Trotsko affirme que les protestations à la mine n° 9 ont été fomentées par un « certain groupe de mineurs » pour qui un changement de direction signifierait la fin de leur emploi. « La plupart des travailleurs de la mine comprennent bien la situation, mais sont sous l’influence de leurs dirigeants », a déclaré Trotsko.
Selon le ministère de l’énergie, la mine n° 9 a presque épuisé ses réserves de charbon. La mine doit fermer en 2023 - et les employés s’inquiètent du fait que les changements de direction pourraient entraîner une fermeture plus rapide. Trotsko affirme qu’il a été nommé pour augmenter la rentabilité de la mine, et pour donner au ministère une raison d’annuler la fermeture de la mine. Andriy Syniuk, le directeur du département de l’industrie du charbon du ministère, a déclaré à openDemocracy que lui et son département « n’ont rien à voir » avec la situation de la mine n°9.
Syniuk avait déjà accompagné un nouveau directeur proposé, Viktor Herashchenko, à Novovolynsk le 2 août - mais les travailleurs l’avaient bloqué à l’entrée de la mine.
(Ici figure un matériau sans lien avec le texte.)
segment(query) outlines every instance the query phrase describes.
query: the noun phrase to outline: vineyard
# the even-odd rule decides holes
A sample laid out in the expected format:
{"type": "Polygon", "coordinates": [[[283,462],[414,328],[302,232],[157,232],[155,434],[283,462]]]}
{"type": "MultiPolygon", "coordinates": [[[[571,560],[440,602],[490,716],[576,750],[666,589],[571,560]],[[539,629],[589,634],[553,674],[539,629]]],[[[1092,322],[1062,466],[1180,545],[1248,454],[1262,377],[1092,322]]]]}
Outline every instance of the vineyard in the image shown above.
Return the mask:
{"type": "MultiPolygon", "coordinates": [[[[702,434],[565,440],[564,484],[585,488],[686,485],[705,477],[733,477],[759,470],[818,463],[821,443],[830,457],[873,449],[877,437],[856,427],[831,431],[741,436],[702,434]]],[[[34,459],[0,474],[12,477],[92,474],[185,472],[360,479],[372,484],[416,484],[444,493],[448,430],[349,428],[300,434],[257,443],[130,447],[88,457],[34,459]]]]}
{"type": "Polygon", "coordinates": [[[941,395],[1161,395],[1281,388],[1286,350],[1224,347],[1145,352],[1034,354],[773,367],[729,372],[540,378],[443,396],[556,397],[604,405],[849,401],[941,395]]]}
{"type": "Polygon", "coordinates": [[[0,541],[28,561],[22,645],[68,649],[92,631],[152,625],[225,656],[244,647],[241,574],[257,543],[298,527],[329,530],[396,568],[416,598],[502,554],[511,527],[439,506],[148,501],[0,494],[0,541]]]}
Lorsqu’on lui a demandé si l’arrivée de nouveaux directeurs à la mine n° 9 était due à une décision des hauts responsables du ministère, M. Syniuk s’est refusé à tout commentaire. Cette fois, aucun représentant du ministère de l’Énergie n’est arrivé aux côtés de Trotsko pour le présenter aux employés.
En fait, selon Pavlo Holota, directeur adjoint de la lutte contre la corruption de la mine n° 9, la direction de la mine n’avait pas été informée par le ministère de la nomination d’un nouveau directeur, même lors de la réunion matinale avec les fonctionnaires du ministère le 9 septembre. Les mineurs ont collectivement émis une motion de défiance contre Trotsko lors d’une assemblée générale le 9 septembre, en présence du nouveau directeur. En réponse, Trotsko a convoqué la police pour porter plainte pour entrave à son travail.
Le siège de la police nationale dans la région de Volyn a déclaré à openDemocracy qu’une enquête avait été ouverte sur l’obstruction présumée contre l’activité commerciale à la Mine n°9. La mobilisation à la Mine n°9 n’est pas la seule protestation dans le secteur du charbon dans l’ouest de l’Ukraine pendant l’invasion du pays par la Russie.
Début septembre, les travailleurs de la mine de Nadiya, dans la région de Lviv, ont manifesté après que Trotsko, qui travaillait dans cette mine depuis 17 ans, soit venu présenter une nouvelle nomination à la direction. En réponse, un groupe de six mineurs a refusé de remonter à la surface pendant trois jours.